I’m cool. I’m 26 and work for a large public accounting firm. I’m currently on rotation in India as part of a one year assignment.
I graduated in 2010, and moved to Chicago a few months later to work for the firm I had interned with. The internship wasn’t great, but the market was in the shitter and college grads with no experience weren’t exactly in high demand. I have entertained the idea of quitting ever since.
To be fair, the job is not 100% terrible. On good days I feel I am learning, appreciate my salary, and think it’s fine for now. On not-so-good days I might wonder if I can “see myself here long-term”. But most days I’ll tell anyone that will listen that my job is crushing my soul, making me fat and ruining my life.
Why haven’t I quit? Like I said, the job is not that terrible. I mean it’s bad, but as my dad likes to remind me, I could be delivering pizzas. Touché, Dad. There are a lot of reasons I haven’t left yet – money, I learn stuff, besides the hours my job is pretty easy (Tick-Tie-Repeat), etc. The primary reason, though, is I just don’t know what else to do.

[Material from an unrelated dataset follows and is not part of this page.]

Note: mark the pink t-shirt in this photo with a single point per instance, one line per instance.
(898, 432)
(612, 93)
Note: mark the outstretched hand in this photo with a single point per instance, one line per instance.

Sound familiar? It should, cause when I whine people tell me “everyone” feels this way. As in:
“Everyone hates their jobs”,
“Everyone hates public accounting”,
“All entry-level jobs suck”,
“No one in their twenties knows what they want to do”, and (my personal favorite) –
“You need to pay your dues”.
Whatevs, I don’t buy it. People are happy somewhere. So, if you don’t really like your job but don’t know what else you’d do and you feel angst-y about it and you don’t think it’s OK to be unhappy simply because you’re at the beginning of your career, maybe you’ll enjoy this blog. I’d say it’s about 30% career blues and 70% miscellaneous.
As far as the name – it’s from a couple poems. It works, I think.